C&W expects annual take-up in the West End to be in line with the five-year average. It says demand in the West End is 4.3m sq ft, up from 3.1m sq ft at the start of 2011, while supply has shrunk by 25% since the beginning of the year, to 4.7m sq ft from 6.2m sq ft. It notes that there is slightly less than 1.8m sq ft of office space currently under construction in the West End, with 425,000 sq ft due for completion in Q4 2011 and more than 1m sq ft in 2012.
In the City and Docklands, take-up jumped to 1.4m sq ft in Q3 from 806,085 sq ft in Q2 thanks to two large deals, including the EMA’s 265,887 sq ft pre-let in Canary Wharf and the Trowers & Hamlins lease of 101,000 sq ft at 3 Bunhill Row. However, Cushman & Wakefield cautions that “one strong quarter is not sufficient to call a recovery in the market” and says the underlying trend remains one of more constrained activity. Take-up so far this year has been subdued at 2.8m sq ft, which is down about 45% year-on-year, it notes, and annual take-up is forecast at below 4m sq ft – the lowest since 2003. C&W notes that two large pre-lets under offer – by AON and CMS Cameron McKenna – could boost the total for 2011.
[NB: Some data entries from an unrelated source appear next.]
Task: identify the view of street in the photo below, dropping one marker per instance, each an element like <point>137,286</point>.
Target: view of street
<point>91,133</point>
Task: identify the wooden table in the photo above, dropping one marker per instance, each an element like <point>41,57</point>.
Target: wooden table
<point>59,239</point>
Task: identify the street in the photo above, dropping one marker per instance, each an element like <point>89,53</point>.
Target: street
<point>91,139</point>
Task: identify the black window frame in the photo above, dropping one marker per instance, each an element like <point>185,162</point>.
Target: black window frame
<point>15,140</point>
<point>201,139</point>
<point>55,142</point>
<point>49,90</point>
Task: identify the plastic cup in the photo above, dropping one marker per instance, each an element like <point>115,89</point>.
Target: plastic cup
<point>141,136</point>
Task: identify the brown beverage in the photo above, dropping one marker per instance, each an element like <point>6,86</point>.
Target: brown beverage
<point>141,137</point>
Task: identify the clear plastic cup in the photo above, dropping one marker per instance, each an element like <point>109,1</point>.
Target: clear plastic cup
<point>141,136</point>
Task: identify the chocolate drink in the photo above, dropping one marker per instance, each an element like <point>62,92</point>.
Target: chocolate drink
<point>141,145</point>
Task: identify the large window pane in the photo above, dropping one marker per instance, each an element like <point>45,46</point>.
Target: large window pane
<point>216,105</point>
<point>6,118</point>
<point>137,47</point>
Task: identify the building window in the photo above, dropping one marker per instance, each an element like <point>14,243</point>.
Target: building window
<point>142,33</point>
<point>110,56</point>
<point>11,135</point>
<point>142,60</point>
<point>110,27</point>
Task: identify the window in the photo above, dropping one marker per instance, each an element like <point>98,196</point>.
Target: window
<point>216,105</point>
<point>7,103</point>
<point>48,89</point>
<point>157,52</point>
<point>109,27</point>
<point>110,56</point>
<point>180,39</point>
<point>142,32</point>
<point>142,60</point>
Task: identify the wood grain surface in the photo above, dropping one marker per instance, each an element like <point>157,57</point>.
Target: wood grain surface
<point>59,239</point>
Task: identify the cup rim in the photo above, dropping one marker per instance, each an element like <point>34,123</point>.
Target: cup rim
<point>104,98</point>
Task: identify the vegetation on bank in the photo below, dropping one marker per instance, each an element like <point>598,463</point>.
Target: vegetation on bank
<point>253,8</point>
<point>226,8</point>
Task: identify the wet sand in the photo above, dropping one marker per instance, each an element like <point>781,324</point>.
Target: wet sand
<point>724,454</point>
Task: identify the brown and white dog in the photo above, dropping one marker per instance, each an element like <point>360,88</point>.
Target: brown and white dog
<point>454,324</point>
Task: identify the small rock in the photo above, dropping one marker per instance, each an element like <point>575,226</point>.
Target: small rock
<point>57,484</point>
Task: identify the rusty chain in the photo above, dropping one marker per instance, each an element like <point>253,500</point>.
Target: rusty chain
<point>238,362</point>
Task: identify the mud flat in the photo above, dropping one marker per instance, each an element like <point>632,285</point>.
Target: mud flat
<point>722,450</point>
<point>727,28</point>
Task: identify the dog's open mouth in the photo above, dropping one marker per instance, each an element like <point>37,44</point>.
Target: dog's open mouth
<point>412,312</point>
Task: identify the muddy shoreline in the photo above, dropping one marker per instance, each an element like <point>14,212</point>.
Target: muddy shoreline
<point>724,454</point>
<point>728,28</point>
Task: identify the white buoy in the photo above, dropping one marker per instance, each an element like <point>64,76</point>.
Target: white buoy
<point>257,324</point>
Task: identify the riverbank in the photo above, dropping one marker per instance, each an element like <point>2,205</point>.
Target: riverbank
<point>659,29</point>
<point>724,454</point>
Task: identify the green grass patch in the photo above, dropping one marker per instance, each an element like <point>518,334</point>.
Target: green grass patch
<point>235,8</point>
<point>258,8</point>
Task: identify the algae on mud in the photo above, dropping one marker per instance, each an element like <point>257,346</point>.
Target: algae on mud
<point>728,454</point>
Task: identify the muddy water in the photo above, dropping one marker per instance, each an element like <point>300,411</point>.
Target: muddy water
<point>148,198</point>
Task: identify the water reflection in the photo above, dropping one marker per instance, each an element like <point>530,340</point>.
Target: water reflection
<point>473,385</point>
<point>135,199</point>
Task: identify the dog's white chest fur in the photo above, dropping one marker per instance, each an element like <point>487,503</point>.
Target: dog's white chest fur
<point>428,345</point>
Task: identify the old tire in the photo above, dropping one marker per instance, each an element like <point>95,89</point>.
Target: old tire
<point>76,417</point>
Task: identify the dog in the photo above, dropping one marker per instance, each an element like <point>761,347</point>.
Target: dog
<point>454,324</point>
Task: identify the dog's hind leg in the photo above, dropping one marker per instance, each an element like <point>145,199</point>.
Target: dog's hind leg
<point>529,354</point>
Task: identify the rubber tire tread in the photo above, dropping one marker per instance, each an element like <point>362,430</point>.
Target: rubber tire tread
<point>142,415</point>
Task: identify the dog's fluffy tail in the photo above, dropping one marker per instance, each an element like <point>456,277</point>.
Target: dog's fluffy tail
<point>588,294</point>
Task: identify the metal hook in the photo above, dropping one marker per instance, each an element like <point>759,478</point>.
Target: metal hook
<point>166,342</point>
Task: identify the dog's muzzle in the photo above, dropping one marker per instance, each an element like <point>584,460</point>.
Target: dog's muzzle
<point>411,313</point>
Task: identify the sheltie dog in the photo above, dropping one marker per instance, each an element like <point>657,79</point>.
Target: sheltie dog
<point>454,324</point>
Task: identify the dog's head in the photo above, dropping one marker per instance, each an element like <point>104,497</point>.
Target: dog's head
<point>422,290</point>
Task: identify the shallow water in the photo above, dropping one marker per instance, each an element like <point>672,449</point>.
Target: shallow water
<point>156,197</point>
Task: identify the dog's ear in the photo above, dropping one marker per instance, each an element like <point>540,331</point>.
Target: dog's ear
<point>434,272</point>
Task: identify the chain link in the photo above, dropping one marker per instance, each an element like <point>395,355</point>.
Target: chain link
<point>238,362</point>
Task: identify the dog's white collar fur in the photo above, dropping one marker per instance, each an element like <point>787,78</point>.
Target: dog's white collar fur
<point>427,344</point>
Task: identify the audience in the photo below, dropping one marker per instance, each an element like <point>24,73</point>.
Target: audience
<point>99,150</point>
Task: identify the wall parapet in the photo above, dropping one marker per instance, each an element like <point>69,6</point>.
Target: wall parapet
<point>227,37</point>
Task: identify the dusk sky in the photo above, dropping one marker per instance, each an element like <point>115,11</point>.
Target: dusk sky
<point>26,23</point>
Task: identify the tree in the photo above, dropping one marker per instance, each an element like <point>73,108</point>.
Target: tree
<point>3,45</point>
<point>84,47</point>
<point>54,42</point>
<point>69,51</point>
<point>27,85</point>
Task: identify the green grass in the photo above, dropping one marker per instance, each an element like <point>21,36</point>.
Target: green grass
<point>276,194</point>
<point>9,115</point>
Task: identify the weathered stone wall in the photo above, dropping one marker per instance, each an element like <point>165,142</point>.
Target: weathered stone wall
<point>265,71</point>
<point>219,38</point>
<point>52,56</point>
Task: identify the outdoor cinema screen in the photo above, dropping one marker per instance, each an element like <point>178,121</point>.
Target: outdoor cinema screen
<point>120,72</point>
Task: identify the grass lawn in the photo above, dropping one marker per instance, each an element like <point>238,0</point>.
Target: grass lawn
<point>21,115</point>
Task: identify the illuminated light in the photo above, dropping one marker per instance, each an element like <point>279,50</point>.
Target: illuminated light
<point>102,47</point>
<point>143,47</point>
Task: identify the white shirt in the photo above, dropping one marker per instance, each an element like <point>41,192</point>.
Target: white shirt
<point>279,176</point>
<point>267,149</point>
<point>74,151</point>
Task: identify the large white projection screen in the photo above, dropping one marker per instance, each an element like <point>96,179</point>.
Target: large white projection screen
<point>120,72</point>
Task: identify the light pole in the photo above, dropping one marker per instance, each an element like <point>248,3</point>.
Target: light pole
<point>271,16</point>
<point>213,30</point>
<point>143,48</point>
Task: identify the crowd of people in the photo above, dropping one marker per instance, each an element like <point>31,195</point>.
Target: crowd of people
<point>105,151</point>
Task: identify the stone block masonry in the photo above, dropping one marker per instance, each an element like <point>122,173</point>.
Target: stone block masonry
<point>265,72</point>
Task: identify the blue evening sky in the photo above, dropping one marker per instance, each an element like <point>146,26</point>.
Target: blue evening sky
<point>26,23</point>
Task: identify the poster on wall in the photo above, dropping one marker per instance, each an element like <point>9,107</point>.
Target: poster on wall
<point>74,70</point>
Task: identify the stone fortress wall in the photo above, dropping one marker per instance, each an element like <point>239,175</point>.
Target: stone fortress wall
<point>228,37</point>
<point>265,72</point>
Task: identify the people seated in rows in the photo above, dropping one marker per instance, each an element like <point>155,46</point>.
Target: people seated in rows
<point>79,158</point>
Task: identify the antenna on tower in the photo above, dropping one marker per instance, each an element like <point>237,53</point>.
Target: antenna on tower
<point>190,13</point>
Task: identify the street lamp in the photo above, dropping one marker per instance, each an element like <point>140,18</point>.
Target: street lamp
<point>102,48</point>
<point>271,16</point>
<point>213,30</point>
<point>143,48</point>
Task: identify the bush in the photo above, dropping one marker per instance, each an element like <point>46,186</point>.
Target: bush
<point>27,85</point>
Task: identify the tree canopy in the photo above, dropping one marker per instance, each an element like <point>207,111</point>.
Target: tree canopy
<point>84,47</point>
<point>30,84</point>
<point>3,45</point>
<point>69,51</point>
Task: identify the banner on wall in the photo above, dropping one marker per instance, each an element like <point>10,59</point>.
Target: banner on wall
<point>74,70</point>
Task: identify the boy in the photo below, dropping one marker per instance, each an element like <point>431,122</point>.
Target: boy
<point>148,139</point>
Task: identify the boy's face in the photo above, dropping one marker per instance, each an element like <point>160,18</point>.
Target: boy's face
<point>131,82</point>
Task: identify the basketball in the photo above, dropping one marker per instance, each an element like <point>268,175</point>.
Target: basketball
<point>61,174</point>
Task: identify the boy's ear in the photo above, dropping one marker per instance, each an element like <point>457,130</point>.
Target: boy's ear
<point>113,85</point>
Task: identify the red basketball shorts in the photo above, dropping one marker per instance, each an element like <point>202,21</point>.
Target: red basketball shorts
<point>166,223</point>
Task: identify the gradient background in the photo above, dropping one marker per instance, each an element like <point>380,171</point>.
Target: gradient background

Active requirements in the City & Docklands market stand at 4.9m sq ft, and many of the larger enquiries are longer-term requirements that may go to pre-lets, given the limited choice on offer. Supply in these parts of Central London stood at 12m sq ft at the end of Q3 while there is just over 4m sq ft currently under construction. The development pipeline is well below the five-year average. More than 1m sq ft of space is due to complete in 2012 – almost half of this will be in the Shard, C&W notes. The firm expects some occupiers to delay decisions further as a result of the current economic uncertainty, and forecasts 2012 take-up will be significantly below average, although prospects further out are more positive, it adds.